Even if the data is found, if the backend AI model is weak, the answer will be poor.

For example, I often get frustrated with Gemini Flash's answers. Models with reasoning capabilities (like Gemini Flash Thinking) are much better. I once tried DeepSeek-R1-Distill-Qwen-14B locally, and I saw it spend time on Chain of Thought before answering. I realized Flash still has its place; it's more suitable for this scenario than Reasoning Models.

Also, if you want to customize Prompts without explicitly instructing the model to refer to the provided context, the model might ignore the hidden context and answer using its own training knowledge.

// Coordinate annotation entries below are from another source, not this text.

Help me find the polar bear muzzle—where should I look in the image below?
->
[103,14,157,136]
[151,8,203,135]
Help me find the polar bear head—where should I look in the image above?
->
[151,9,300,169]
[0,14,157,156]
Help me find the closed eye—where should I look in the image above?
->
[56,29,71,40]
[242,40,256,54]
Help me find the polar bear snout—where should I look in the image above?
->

This doesn't mean Open Web UI and AnythingLLM are bad. It's just that the former has too many features for me, and the latter requires too much time to tune or research plugins, which is too costly. Plus, if I want to mount different models for different services, my VRAM isn't enough. Weighing the options, I'd rather spend time on other AI tools, so I ultimately returned to NotebookLM.

Author's Postscript: The Unsaved Draft Tragedy

Because I previously used Antigravity, which could read unsaved files, I didn't pay attention to saving.

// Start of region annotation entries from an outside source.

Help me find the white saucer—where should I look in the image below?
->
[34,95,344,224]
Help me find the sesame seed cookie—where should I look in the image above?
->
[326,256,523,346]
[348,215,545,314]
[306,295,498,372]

This time, after finishing the draft, I asked Antigravity to proofread and update the file title. I saw a new tab appear and closed the old one. Tragedy struck. Antigravity had only read the unsaved content (about 1/3 of the full text) and "optimized" it based on that, resulting in a broken article. It couldn't restore the original version.

Ultimately, I had to recover 1/3 of the content from history and rewrite the remaining 2/3, taking about 3 hours.

This was my own operational error, a result of sloppy habits and lack of basic backup precautions.

It's 3:30 AM as I write this. My keyboard suddenly failed, and after rebooting, the internet disconnected... It seems the universe is telling me to go to sleep. orz

Changelog

  • 2026-01-27 Initial document created.